充血とは違う。充血なら白い部分が紅くなるはず。

なら、黒いところが紅くなるというのは何なのだろうか? そんな病気の類は聞いたことがない。

『少年』は気味が悪くなったので、急いで病院に向かうことにした。

近くの病院にはそんなに行ったことがないが、記憶が間違っていなければ総合病院のはずである。近くに眼科はないのでその病院に行くしかなかった。


 記憶は正しかった。

 受付で診察の予約をし、呼ばれるまで椅子に座っていることにした。

 総合病院であるためか施設内は広い。近所にこんな立派な病院があることに感謝したいくらいだ。

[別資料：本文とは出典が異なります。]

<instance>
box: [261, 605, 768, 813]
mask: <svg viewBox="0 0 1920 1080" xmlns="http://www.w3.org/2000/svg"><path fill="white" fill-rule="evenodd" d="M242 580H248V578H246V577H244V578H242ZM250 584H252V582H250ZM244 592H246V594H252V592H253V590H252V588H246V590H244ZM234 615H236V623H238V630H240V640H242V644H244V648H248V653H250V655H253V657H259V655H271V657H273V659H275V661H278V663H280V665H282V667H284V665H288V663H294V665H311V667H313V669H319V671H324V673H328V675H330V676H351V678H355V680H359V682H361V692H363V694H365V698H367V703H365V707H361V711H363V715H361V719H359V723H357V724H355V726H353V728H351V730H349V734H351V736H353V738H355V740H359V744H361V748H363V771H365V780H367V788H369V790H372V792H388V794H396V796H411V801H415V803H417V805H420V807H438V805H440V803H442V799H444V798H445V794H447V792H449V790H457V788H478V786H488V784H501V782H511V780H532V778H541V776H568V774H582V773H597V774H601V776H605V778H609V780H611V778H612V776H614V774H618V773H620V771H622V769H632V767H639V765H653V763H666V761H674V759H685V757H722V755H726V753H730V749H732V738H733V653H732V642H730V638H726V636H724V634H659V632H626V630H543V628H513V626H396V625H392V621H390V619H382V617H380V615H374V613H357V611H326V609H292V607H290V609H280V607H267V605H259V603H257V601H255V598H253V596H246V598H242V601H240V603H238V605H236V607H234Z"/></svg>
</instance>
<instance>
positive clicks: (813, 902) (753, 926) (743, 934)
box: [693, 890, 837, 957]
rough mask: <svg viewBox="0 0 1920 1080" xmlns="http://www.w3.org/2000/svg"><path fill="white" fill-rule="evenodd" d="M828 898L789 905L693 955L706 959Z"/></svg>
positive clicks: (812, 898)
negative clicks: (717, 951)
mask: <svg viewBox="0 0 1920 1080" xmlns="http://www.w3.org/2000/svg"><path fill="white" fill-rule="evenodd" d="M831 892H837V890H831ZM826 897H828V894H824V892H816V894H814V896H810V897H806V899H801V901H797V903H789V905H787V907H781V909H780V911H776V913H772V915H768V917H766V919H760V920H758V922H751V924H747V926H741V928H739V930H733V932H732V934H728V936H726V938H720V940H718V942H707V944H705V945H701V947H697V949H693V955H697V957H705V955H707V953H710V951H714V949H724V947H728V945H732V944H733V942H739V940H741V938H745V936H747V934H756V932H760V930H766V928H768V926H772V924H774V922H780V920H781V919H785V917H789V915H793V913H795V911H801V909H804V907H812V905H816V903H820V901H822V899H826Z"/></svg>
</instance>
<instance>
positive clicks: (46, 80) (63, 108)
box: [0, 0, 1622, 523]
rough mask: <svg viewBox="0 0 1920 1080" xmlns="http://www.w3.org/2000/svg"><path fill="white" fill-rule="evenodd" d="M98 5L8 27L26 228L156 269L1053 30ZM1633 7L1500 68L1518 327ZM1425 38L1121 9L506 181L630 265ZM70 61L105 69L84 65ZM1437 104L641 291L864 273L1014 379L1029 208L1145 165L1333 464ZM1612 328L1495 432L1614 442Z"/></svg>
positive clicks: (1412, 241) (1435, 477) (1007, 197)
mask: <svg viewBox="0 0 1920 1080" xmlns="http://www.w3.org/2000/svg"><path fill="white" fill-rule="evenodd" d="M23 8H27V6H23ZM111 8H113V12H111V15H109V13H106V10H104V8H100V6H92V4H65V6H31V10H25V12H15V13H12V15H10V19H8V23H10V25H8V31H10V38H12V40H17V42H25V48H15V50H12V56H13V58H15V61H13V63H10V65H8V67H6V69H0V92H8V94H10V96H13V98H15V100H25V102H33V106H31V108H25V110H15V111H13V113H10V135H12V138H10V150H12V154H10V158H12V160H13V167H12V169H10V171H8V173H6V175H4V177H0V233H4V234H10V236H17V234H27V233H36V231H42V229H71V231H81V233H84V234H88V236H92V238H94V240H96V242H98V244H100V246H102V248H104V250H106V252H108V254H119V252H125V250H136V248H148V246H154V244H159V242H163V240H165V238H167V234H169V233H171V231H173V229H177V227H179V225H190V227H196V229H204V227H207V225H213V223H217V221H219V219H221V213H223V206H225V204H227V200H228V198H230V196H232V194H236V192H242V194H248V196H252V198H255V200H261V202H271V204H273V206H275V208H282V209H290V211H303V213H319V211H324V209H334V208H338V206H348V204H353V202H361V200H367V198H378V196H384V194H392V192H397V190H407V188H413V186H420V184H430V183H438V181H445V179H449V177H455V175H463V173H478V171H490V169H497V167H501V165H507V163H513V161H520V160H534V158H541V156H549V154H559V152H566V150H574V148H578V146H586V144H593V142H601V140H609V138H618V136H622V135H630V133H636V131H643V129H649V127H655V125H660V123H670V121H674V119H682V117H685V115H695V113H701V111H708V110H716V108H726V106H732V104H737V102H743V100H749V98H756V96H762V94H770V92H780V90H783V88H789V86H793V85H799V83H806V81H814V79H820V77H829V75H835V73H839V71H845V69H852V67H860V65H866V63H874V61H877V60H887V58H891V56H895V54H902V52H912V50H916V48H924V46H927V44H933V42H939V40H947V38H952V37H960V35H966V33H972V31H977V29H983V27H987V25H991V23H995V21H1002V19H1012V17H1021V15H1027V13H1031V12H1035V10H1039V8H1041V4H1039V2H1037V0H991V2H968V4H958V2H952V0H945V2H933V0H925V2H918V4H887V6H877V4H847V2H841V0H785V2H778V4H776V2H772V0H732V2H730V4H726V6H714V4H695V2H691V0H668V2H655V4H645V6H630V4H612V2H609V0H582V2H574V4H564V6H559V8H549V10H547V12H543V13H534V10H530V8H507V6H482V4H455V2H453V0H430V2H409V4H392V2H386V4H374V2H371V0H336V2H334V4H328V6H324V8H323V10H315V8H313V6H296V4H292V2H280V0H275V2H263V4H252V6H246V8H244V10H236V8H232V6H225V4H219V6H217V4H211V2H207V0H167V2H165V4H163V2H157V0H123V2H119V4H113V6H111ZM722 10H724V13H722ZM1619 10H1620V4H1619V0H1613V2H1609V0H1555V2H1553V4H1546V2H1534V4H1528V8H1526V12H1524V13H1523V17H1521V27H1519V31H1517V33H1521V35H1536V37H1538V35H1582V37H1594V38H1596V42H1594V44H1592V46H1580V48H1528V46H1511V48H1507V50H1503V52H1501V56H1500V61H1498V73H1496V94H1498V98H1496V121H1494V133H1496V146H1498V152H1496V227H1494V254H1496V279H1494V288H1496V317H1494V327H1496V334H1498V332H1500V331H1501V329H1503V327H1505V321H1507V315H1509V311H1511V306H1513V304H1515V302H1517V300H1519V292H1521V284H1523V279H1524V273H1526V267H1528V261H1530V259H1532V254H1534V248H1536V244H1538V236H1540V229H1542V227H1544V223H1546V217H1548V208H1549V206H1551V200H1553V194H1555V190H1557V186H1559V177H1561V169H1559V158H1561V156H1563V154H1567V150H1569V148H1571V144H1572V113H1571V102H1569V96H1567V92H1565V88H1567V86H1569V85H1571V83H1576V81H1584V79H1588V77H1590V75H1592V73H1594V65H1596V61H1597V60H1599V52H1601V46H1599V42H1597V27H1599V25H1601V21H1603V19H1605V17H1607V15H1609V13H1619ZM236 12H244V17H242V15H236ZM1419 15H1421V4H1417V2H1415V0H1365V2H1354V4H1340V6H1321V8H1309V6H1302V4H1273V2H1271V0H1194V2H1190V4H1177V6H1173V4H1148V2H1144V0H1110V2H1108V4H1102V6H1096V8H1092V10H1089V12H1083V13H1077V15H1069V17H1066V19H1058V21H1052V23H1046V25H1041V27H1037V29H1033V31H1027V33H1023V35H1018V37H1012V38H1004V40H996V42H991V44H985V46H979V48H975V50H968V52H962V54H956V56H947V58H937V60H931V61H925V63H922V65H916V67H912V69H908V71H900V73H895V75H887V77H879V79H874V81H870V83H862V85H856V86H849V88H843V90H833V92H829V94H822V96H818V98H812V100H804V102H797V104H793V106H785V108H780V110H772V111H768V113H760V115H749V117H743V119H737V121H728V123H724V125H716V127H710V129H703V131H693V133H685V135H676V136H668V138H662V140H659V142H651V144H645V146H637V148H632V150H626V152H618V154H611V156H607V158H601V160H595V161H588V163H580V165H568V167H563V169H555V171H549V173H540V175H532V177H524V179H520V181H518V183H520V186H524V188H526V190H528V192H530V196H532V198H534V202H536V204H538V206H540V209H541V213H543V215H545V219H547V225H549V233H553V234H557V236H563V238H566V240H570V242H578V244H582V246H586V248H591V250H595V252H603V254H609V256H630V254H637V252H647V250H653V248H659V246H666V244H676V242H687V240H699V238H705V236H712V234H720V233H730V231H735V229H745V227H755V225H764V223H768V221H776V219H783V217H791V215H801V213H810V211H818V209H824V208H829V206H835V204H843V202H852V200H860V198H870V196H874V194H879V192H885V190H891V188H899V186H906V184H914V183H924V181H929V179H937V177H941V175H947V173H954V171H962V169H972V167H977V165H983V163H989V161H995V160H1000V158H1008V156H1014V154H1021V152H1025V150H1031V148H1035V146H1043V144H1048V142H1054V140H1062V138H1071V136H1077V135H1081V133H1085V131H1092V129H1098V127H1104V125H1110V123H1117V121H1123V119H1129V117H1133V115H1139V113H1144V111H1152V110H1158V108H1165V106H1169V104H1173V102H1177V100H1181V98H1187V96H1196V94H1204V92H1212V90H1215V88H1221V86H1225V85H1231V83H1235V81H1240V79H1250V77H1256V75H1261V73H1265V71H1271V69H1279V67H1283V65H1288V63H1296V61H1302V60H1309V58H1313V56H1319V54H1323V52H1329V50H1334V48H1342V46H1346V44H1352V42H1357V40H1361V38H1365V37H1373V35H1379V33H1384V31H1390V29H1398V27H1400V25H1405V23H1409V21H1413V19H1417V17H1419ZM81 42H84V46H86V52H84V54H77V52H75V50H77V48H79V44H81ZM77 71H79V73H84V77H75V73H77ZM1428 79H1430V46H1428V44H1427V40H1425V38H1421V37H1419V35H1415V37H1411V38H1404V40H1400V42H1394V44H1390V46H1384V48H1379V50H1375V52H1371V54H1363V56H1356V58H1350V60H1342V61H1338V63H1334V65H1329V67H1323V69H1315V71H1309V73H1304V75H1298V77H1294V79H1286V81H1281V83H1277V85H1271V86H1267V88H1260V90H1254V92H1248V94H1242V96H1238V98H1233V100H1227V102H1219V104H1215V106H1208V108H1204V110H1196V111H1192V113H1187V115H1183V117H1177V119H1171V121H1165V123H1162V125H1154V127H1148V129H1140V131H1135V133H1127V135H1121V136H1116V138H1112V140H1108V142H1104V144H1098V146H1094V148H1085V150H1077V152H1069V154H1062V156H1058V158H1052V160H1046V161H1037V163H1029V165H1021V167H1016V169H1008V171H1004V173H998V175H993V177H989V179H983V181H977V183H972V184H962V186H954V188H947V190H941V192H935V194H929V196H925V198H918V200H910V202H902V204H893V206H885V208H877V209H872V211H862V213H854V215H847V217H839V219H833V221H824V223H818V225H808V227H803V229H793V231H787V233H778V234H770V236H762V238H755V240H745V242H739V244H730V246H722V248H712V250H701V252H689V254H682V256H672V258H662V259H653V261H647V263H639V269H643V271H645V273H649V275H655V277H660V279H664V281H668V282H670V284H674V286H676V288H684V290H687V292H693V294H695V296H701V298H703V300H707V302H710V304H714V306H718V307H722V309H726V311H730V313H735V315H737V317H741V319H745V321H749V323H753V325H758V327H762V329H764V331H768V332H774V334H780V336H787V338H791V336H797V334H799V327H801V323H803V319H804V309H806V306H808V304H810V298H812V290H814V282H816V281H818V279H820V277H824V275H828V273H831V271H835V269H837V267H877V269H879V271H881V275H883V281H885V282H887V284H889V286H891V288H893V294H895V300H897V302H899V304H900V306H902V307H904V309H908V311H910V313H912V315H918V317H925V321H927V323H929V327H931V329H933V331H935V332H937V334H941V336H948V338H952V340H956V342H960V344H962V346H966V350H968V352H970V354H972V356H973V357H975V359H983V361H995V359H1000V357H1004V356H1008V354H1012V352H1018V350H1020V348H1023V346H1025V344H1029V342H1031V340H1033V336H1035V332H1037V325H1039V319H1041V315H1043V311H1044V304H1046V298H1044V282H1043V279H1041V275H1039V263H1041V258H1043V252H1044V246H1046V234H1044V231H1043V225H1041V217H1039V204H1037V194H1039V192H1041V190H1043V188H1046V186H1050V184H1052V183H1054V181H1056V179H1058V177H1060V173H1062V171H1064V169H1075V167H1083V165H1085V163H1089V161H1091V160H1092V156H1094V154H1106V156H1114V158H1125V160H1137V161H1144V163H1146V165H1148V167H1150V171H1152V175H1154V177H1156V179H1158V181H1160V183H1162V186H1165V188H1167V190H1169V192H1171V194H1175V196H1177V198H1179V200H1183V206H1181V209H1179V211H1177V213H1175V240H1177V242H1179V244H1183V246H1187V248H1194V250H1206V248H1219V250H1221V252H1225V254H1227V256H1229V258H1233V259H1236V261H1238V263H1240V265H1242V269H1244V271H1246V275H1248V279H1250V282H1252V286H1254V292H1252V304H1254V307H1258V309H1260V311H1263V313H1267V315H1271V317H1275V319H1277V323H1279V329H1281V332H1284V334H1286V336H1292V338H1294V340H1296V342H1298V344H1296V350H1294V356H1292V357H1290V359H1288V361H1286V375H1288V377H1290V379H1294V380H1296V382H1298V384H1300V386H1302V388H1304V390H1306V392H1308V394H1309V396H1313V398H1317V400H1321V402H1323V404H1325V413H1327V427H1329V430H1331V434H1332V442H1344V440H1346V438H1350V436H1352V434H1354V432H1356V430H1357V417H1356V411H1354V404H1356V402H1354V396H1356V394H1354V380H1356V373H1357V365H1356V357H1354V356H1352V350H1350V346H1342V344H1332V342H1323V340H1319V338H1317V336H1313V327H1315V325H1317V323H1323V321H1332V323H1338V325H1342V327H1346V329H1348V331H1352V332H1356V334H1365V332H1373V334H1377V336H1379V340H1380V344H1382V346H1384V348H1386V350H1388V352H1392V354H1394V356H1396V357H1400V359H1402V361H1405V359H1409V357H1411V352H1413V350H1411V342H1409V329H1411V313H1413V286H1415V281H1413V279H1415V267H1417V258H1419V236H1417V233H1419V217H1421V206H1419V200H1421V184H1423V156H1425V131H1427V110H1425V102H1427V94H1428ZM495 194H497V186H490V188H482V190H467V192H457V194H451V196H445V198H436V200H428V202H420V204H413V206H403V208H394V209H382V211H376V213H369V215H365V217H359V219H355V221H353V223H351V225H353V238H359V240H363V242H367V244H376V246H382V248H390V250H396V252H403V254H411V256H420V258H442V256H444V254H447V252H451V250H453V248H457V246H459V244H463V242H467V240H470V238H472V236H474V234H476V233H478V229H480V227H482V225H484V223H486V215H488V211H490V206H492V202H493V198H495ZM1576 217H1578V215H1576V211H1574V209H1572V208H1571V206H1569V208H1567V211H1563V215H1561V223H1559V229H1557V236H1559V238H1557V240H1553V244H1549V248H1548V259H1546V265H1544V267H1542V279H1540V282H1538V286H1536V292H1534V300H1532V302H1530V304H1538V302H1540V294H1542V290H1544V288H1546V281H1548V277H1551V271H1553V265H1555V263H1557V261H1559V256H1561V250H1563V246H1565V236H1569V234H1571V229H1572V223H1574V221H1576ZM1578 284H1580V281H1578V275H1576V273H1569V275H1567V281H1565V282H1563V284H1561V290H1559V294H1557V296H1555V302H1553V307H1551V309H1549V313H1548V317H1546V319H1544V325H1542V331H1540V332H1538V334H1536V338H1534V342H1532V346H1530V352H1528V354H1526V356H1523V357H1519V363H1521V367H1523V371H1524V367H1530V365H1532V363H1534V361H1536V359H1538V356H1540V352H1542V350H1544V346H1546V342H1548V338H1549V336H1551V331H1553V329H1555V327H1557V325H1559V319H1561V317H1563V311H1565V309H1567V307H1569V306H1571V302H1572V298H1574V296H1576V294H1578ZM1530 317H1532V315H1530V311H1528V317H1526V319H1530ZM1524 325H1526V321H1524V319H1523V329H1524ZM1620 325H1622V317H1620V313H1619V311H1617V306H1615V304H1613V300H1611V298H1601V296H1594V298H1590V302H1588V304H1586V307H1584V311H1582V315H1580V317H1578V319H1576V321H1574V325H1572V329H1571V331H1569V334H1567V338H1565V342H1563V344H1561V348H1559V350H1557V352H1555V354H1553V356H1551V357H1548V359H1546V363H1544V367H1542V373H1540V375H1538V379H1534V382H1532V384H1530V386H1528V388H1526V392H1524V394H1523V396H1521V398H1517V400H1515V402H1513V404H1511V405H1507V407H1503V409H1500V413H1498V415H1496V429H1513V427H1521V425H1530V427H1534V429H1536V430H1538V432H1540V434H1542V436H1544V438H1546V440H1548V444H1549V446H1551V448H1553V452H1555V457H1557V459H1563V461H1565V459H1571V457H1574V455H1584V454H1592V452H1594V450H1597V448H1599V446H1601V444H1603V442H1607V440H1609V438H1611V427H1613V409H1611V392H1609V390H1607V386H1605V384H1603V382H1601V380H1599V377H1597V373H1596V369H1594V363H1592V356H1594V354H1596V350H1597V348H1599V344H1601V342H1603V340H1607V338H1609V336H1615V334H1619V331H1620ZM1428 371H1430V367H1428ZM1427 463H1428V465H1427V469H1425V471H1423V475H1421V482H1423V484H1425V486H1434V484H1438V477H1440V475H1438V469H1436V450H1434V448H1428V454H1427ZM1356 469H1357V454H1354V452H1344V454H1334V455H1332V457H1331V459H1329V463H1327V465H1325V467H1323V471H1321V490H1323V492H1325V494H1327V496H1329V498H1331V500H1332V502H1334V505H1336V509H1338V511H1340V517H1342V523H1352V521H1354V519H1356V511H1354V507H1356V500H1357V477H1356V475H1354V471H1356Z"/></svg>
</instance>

 夏休みであるためか子連れの人が多かった。まだ遊び足りないのか、病院であるにも関わらず子供は無邪気に走り回る。

 『少年』はその光景を見て幾つか考えてしまった。

 五月蝿(うるさ)い。

 ウザい。

 (しつけ)がなってない。

 決して「子供だから仕方がない」という考えは出てこなかった。目の前に来たら殴ってしまいそうなくらいの感情が渦巻いていた。

 いつしかその子供は母親らしき人に叱られていた。

(叱るならもっと早くにやれ……)

 『少年』は負の感情で満たされている。

 あの“少年”の所為なのかはわからない。今の子供の所為なのかもわからない。

 ただ自分がこんな事しか考えられていない事に驚いている。

「○○○○さん、十二番の診察室に入って下さい」

 自分の名前が呼ばれたので椅子から立ち、子供を横目で見ながら診察室に向かった。


 診察室に入るとそこには初老の男性が机に向かって何かを書いていた。

 『少年』が入ってきたことに気付き、体ごとそっちに向ける。

「今日はどうされましたか?」

 一日にこの言葉を一体何回言うんだろうか、と考えながらも『少年』は答えた。

「今朝、気が付いたら左眼が紅くなっていました」

 医者はそれを聞くなりすぐに『少年』の左眼を見た。

 机の引き出しからペンライトを取り出し、光を眼に当てたり外したりする。

「ああ……、そう、ゴホッ、ですね……。ゴホッ……ゴホッ」

 次第に咳の回数が増えていく。

 もはや何を言っているのか聞き取れない。

「ゴホッ! ゲホッ!」

 言葉はなくなり、咳だけになった。

「ゴホッ! ……ア、ア!」

 咳までも無くなった。

 苦しいのか両手を首に宛がい、酸素を求めているようだった。

 そして……。

 ドサッ……。

 椅子から落ち、床に倒れた。

 恐怖で『少年』は椅子から立ち上がり、診察室を走って出て行った。